Goebbels y otros dirigentes nazis, naturalmente, aceptaron y creyeron la versión de que la salvación se había producido gracias al talento del Führer. Sus declaraciones públicas mezclaban la fe pura con la propaganda impura. Pero pese a la rotunda condena de Halder a la «orden de alto», tras la guerra, no todos los expertos militares estaban tan inclinados a considerarla una equivocación catastrófica. El jefe del estado mayor de Kluge, el general Guenther Blumentritt, por ejemplo, estaba dispuesto a reconocer que la decisión de resistir con firmeza fue tan acertada como decisiva para evitar un desastre mucho mayor del que acabó ocurriendo.
El hecho de que Hitler reconociera desde el principio los peligros de un derrumbamiento total en el frente y la determinación absolutamente inquebrantable con la que resistió las peticiones de retirada, probablemente contribuyera a evitar una catástrofe de proporciones napoleónicas. Pero si hubiera sido menos inflexible y prestado más atención a algunos consejos de sus comandantes del frente, es probable que se hubiera podido conseguir el mismo resultado con muchas menos pérdidas de vidas humanas. Es más, la estabilización no se llegó a producir finalmente hasta que no suavizó la «orden de alto» y accedió a una retirada táctica para formar una nueva línea de frente.

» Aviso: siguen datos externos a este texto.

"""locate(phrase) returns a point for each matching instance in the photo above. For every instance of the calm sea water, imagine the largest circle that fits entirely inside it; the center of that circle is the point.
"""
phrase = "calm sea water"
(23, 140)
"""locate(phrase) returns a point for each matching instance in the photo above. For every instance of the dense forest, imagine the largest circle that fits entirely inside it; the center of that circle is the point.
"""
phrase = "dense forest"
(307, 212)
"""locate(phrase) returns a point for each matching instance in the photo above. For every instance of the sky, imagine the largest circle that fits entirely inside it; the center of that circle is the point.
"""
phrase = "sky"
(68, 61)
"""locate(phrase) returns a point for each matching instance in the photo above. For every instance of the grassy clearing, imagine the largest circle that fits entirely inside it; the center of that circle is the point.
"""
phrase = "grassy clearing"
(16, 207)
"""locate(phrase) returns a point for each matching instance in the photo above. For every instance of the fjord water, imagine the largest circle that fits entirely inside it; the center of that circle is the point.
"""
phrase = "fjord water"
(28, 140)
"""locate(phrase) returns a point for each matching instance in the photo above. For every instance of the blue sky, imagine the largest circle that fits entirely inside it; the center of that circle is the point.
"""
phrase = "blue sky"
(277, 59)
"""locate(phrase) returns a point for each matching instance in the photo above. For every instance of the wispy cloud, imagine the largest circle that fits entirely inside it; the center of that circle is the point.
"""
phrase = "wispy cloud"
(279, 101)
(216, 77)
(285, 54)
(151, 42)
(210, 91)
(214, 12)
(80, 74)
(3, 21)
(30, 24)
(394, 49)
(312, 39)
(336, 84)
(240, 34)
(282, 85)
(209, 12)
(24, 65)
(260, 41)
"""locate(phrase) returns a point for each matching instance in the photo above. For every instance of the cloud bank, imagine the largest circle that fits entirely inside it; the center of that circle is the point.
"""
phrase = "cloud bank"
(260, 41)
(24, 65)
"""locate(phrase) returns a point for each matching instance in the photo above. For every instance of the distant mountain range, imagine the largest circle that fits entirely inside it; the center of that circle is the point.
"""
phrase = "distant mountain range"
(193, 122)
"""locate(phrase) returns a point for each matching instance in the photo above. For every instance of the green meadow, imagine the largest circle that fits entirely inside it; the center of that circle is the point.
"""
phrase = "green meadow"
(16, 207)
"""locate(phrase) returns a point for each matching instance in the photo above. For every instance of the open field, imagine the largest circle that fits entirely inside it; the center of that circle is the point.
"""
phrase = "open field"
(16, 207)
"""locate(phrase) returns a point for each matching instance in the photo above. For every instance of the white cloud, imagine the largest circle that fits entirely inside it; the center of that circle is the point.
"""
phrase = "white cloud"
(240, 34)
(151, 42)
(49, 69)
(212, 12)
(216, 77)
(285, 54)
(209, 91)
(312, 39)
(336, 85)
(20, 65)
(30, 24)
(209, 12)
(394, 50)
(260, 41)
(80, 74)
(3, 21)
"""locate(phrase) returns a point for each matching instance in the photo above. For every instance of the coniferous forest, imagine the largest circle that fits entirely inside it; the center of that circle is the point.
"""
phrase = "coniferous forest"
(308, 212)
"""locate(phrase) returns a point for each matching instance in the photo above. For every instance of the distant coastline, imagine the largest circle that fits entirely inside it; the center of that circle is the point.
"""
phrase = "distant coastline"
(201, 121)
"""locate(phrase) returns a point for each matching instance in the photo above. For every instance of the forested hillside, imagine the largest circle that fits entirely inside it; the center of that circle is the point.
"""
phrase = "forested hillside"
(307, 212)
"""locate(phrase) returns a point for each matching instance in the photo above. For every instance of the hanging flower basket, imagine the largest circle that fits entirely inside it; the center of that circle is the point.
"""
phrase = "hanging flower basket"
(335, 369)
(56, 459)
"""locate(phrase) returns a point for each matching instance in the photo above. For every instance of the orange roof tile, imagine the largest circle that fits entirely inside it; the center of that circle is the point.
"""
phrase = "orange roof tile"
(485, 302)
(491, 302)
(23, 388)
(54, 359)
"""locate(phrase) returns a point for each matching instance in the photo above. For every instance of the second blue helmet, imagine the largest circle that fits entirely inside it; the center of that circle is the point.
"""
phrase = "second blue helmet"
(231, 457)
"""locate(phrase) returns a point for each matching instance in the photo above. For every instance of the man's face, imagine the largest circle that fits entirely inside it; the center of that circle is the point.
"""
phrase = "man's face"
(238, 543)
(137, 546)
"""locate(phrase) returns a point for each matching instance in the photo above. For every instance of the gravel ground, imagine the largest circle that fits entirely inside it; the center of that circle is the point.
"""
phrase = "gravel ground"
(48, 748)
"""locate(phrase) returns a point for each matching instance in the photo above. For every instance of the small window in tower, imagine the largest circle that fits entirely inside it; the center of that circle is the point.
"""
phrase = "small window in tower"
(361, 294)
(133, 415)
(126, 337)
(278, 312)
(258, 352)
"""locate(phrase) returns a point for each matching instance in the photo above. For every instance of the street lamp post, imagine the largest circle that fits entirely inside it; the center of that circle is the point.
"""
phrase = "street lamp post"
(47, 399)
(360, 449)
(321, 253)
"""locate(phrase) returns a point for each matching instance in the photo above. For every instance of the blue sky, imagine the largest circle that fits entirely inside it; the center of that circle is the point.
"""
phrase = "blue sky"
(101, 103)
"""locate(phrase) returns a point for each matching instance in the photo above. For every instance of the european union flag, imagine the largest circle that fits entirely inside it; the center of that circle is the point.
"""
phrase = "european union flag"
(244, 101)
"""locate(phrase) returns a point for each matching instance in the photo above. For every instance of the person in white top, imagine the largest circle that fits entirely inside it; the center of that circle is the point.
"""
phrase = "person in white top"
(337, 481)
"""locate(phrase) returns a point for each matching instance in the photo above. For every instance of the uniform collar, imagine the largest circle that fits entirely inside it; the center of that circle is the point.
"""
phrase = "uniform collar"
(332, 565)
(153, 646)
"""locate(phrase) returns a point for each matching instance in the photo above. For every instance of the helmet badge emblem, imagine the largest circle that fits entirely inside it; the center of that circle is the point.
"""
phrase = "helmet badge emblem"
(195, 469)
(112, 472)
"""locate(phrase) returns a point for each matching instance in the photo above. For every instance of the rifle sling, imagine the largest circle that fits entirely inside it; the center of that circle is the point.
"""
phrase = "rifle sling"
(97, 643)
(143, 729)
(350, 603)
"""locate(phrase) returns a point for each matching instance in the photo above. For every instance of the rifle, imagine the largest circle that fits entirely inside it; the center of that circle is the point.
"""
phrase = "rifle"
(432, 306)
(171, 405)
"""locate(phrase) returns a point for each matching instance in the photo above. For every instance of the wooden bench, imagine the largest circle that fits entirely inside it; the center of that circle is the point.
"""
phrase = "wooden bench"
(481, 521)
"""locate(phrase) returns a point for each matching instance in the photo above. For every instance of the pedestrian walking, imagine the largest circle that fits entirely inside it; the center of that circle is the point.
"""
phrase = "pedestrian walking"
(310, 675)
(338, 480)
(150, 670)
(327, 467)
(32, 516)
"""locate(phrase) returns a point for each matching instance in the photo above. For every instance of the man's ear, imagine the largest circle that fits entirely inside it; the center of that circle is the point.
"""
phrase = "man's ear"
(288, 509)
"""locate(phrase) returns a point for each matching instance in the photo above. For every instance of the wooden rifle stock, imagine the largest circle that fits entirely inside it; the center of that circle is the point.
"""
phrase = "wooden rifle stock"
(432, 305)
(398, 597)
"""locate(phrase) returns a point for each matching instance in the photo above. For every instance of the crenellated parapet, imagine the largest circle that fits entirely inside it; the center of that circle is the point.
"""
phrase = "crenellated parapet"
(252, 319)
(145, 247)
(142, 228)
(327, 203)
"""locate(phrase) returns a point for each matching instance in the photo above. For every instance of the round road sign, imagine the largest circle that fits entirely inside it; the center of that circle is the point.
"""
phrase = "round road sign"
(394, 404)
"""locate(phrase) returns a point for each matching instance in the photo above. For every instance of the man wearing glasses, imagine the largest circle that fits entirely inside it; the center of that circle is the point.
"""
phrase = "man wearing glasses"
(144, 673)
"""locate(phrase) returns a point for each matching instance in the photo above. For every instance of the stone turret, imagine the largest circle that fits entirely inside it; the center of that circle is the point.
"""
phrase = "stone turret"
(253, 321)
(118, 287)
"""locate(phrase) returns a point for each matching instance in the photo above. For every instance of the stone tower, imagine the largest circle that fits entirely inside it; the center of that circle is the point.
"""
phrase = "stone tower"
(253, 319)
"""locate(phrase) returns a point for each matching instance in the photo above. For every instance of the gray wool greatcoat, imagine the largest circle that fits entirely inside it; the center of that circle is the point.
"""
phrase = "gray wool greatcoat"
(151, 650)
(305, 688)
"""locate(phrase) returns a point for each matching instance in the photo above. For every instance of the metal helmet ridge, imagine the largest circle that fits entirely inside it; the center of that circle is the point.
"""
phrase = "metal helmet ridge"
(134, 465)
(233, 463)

Las tensiones de la crisis de invierno habían hecho mella en Hitler. Ahora mostraba síntomas inequívocos de desgaste físico. Goebbels se quedó conmocionado cuando le vio en marzo. Hitler estaba canoso y muy envejecido. Confesó a su ministro de propaganda que se había sentido mal durante un tiempo y que se había desvanecido a menudo. El invierno, reconoció, también le había afectado psicológicamente. Pero parecía que había soportado lo peor. Según todas las apariencias, su confianza no había disminuido en absoluto. Ya nadie le oía decir nada que diera a entender que albergara dudas sobre el desenlace de la guerra, como en otoño. Pese a que en los peores momentos de la crisis de invierno Alemania pareció haberse enfrentado a obstáculos casi insuperables, en primavera ya estaba preparada para emprender otra ofensiva en oriente.
Todavía quedaba mucha guerra por delante. En aquel momento, las fuerzas de los dos bandos estaban equilibradas. Y el curso de los acontecimientos sufriría muchas vicisitudes antes de que la derrota de Alemania pareciese inevitable. No obstante, visto en retrospectiva, se puede considerar que el invierno de 1941 y 1942 no fue sólo un mero punto de inflexión, sino el principio del fin. Aunque todavía quedaban algunos meses para que se hiciera totalmente evidente, la apuesta de Hitler, en la que se había jugado nada más y nada menos que el futuro de la nación, había fracasado catastróficamente.